Le jeudi 7 aout 1902 s’ouvre le procès de Clémentine Perrin aux Assises du département d’Ille-et-Vilaine.

palais justice
Rennes, le Palais de Justice. Ancien Parlement de Bretagne.
salle assises rennes
Palais de Justice de Rennes, la Cour d’Assises.

Seul le procès-verbal des délibérations, morne chronologie du déroulement de l’audience, sera versé au dossier. Les débats sont par contre abondamment commentés par la presse qui s’en régale…

Assises 1

« Une foule énorme envahit les couloirs et les abords de la salle des Assises. Malheureusement il n’y a pas de place pour tout le monde et bien des envieux restent à la porte.  Clémentine Perrin, entre deux gendarmes, vient s’asseoir sur le banc des accusés. Son entrée excite un vif mouvement de curiosité. 

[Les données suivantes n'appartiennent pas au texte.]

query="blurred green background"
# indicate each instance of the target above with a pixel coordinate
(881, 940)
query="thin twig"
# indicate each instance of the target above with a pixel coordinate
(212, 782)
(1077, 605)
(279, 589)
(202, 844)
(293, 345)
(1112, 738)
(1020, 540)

Portant plus que son âge, petite, assez forte Clémentine Perrin est vêtue tout en noir et coiffée d’une polka. Au bout d’une demi-heure, malade, on est obligé de suspendre l’audience pour lui donner un réconfortant. Pendant la lecture de l’acte d’accusation Clémentine Perrin, sanglote très haut.

Le président procède à l’interrogatoire de l’accusée (…). « Tachez de vous calmer. Écoutez bien ce que je vais vous dire et répondez à mes questions. Cela est très important pour vous ».

L’accusée qui est malade depuis un certain temps est devenu pale, livide et tremble, ne peut plus répondre au long interrogatoire que Monsieur le Président lui fait subir. Aussi l’audience est suspendue pendant cinq minutes.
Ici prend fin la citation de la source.